The most imperative and genuine application of JMWEL will be to annotate idiosyncratic word-strings i.e., Multiword Expressions (MWEs) on the morpho-syntactic structure of the input Japanese sentence. Here the structure of the whole sentence should be consistent with the structure of each MWE constituent which is preset in JMWEL. Fixing each MWE as a chunk or a loose chunk which allows gaps inside in morpho-syntactic analysis is to simulate the process of human speech understanding, i.e., based on a cognitive linguistics postulate.
This framework of morpho-syntactic analysis accompanied with MWE-annotation will make a firm basis for various kinds of next-generation NLP, such as semantic analysis of natural language, machine translation, information retrieval, discourse understanding, dialogue system. *
It will be a great strides as well for Japanese NLP to strengthen the existing Japanese parser such as Cabocha, KNP, COTOHA API so as to annotate correctly the MWEs occurring in the input text by incorporating JMWEL.
*PAT. 5379318

Significance

The neural-net-based NLP, e.g., Google's NN-Machine Translation, has recently achieved great success, but has nevertheless revealed two basic problems.
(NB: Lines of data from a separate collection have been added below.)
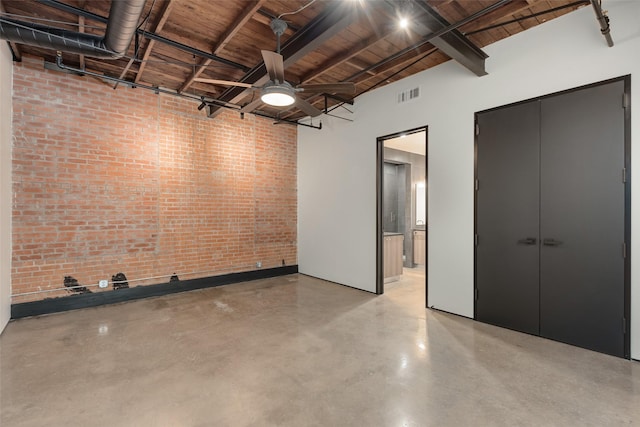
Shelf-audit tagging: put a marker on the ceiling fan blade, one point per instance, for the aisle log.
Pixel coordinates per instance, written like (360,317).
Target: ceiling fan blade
(307,108)
(223,82)
(344,87)
(251,106)
(275,65)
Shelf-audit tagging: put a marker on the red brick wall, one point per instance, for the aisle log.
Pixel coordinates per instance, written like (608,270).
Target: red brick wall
(126,180)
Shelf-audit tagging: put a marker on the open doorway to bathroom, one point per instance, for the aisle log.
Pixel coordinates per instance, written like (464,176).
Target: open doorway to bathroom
(402,208)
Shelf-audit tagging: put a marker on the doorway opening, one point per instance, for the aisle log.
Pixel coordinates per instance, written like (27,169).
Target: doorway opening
(401,223)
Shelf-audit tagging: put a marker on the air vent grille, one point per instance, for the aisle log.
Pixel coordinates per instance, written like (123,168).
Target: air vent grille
(409,95)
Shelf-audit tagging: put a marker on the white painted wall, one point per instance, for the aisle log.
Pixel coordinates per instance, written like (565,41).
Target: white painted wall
(6,78)
(336,168)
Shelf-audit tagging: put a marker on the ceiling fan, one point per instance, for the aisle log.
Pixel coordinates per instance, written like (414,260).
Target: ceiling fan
(277,91)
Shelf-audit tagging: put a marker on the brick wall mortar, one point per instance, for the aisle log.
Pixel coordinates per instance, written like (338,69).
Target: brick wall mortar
(126,180)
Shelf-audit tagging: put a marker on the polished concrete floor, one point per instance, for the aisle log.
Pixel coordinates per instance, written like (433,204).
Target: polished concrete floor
(297,351)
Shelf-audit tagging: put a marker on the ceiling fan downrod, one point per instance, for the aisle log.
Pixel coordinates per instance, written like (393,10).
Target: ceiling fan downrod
(279,27)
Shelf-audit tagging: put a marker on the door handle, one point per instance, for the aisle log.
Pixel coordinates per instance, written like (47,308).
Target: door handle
(551,242)
(527,241)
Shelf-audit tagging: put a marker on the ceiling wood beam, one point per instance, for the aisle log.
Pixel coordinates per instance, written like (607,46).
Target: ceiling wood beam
(164,16)
(345,56)
(232,30)
(453,43)
(149,35)
(14,47)
(333,19)
(497,15)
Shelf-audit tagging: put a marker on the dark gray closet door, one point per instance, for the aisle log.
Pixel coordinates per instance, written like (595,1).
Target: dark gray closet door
(582,218)
(507,255)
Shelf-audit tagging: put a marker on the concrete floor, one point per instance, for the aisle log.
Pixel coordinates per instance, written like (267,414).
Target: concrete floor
(297,351)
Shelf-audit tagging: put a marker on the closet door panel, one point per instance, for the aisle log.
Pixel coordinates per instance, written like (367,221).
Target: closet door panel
(582,218)
(507,222)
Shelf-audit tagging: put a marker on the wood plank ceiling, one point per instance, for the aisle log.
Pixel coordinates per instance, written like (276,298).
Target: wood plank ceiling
(182,41)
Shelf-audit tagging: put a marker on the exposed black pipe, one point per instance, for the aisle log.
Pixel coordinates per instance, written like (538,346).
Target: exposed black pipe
(209,102)
(151,36)
(121,26)
(523,18)
(603,19)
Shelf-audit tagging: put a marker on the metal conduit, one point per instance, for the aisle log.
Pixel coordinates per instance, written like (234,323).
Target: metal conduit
(603,19)
(121,26)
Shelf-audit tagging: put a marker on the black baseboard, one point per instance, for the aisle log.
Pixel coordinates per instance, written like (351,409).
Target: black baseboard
(73,302)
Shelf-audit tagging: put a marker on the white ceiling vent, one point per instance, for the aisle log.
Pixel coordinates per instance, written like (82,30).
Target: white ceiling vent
(408,95)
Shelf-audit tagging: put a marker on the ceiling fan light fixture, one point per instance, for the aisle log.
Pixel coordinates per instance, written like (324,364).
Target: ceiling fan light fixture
(278,95)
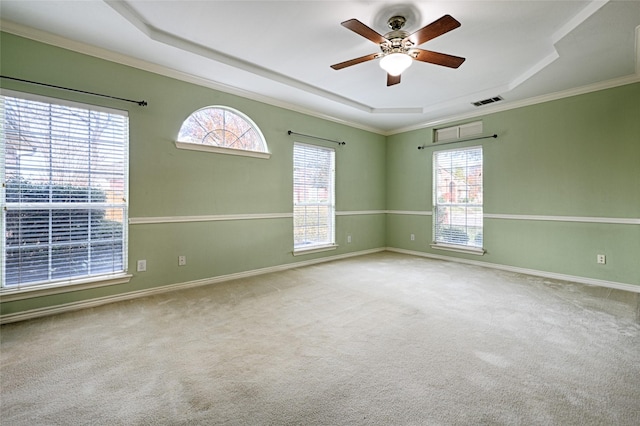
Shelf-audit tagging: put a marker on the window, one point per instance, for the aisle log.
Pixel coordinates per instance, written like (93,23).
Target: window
(313,197)
(457,197)
(462,131)
(222,130)
(64,197)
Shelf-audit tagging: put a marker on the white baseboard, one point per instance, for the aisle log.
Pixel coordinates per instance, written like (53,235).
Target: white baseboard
(545,274)
(92,303)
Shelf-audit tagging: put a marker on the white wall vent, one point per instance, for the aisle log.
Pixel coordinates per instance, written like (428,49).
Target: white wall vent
(488,101)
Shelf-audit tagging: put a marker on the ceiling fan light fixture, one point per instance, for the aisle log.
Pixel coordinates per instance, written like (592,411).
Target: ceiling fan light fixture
(395,63)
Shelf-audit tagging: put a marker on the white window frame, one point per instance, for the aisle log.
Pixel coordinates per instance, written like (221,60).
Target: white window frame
(71,281)
(186,139)
(459,132)
(301,222)
(443,208)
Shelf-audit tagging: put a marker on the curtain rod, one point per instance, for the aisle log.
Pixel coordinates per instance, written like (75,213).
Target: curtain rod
(464,140)
(289,132)
(140,103)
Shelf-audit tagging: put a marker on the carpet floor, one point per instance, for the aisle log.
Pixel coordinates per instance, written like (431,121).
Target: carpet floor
(381,339)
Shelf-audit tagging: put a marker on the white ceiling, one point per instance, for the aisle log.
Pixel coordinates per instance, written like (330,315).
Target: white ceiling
(280,51)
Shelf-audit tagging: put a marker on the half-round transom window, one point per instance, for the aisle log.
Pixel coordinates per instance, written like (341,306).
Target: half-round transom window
(223,130)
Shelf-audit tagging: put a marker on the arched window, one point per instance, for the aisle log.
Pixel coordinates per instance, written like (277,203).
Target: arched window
(223,130)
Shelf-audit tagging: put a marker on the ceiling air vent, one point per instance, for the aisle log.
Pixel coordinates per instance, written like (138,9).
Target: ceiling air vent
(488,101)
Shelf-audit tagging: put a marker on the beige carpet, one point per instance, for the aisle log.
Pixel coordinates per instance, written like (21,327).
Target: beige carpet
(383,339)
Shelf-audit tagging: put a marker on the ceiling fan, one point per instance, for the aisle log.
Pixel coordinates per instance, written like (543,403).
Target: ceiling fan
(398,46)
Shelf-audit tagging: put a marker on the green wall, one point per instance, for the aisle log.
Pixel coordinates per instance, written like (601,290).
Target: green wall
(168,182)
(577,156)
(573,157)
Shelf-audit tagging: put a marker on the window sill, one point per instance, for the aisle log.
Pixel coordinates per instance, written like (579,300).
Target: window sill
(221,150)
(12,294)
(314,249)
(459,249)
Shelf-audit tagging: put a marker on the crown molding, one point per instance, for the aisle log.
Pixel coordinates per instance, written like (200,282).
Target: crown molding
(108,55)
(97,52)
(609,84)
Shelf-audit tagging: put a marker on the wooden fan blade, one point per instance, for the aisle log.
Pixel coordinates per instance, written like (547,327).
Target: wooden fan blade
(433,30)
(391,80)
(366,32)
(355,61)
(436,58)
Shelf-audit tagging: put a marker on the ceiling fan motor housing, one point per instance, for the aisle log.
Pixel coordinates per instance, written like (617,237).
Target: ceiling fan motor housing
(397,38)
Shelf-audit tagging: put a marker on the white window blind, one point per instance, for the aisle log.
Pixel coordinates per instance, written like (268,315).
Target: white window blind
(64,198)
(223,130)
(313,196)
(458,197)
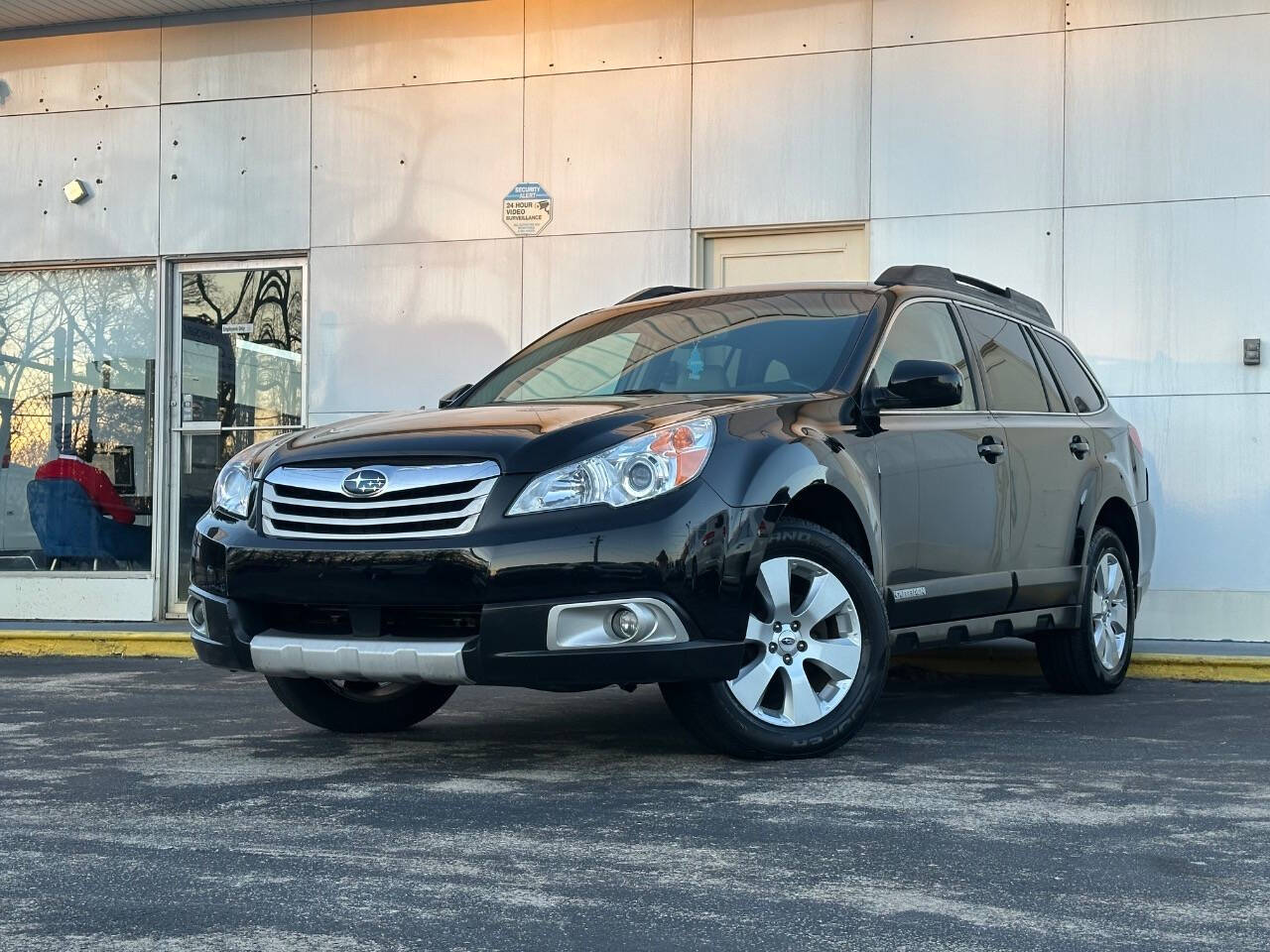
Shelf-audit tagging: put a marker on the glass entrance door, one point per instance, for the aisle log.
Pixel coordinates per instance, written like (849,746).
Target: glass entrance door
(238,380)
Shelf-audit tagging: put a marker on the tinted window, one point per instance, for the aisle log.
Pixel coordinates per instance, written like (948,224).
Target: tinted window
(925,331)
(1076,381)
(793,343)
(1014,381)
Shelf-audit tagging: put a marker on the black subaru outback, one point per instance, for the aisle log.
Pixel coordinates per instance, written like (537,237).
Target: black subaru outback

One is non-accountability for the linguistic processing, then the difficulty of trouble shooting. The other is the difficulty to handle semantically non- or less-compositional phrases, i.e., MWEs.
In the history of rule-based NLP, a large amount of MWE types and tokens which occur in natural language documents and utterances had been long underestimated until it was first highlighted as a key point for advanced NLP technology in early 2000s. Since then, compiling MWE lexicon has been widely tried in NLP society, mostly by corpus-based statistical methods.** However, it is probable that the comprehensive and reliable solution has not been obtained yet. JMWEL, whose scheme was established in late 1960s, is presumably a world-first, manually compiled and full-scale MWE lexicon for NLP.
** ACL (Association for Computational Linguistics) has been holding annual workshop on MWE since 2003.

Configuration

Sub-lexicons classified by grammatical function

JMWEL_nominal（名詞性）---- 28,400 expressions including institutionalized - phrases, non-compositional compound-nouns.
JMWEL_verbal（動詞性）
- class1　NpV trigram --- 36,500 expressions including LVCs, SVCs
- class2 --- 36,300 expressions
- class3 --- 4,200 expressions including non-compositional compound-verbs
JMWEL_adjective（形容詞性） ---- 5,800 expressions.
JMWEL_adjective-verbal（形容動詞性） ---- 2,800 expressions.
JMWEL_ adverbial（副詞性） ---- 17,600 expressions.
JMWEL_ adnominal-adjective（連体詞性）---- 17,100 expressions.
JMWEL_discourse-marker（文脈指標性） ---- 1,900 expressions including complex discourse-markers and complex sentence adverbs.
JMWEL_functional（機能語性）
- post-predicative（助動詞、終助詞性） --- 5,100 expressions including complex auxiliary verbs and complex ending-particles
- postpositional（格助詞、接続助詞性） --- 2,700 expressions including complex case-particles and complex connective-particles

Sub-lexicons classified by theme

JMWEL_standard idiom（標準的慣用句） --- 4,900 expressions.
JMWEL_onomatopoeic expression（オノマトペ共起表現） --- 43,600 expressions.
JMWEL_four-character-idiom（四字熟語） --- 3,200 expressions.
JMWEL_incomplete phrase（不完全句） --- 470 expressions.
JMWEL_proverb/saying/cliché（格言/成句/決まり文句） --- 4,000 expressions.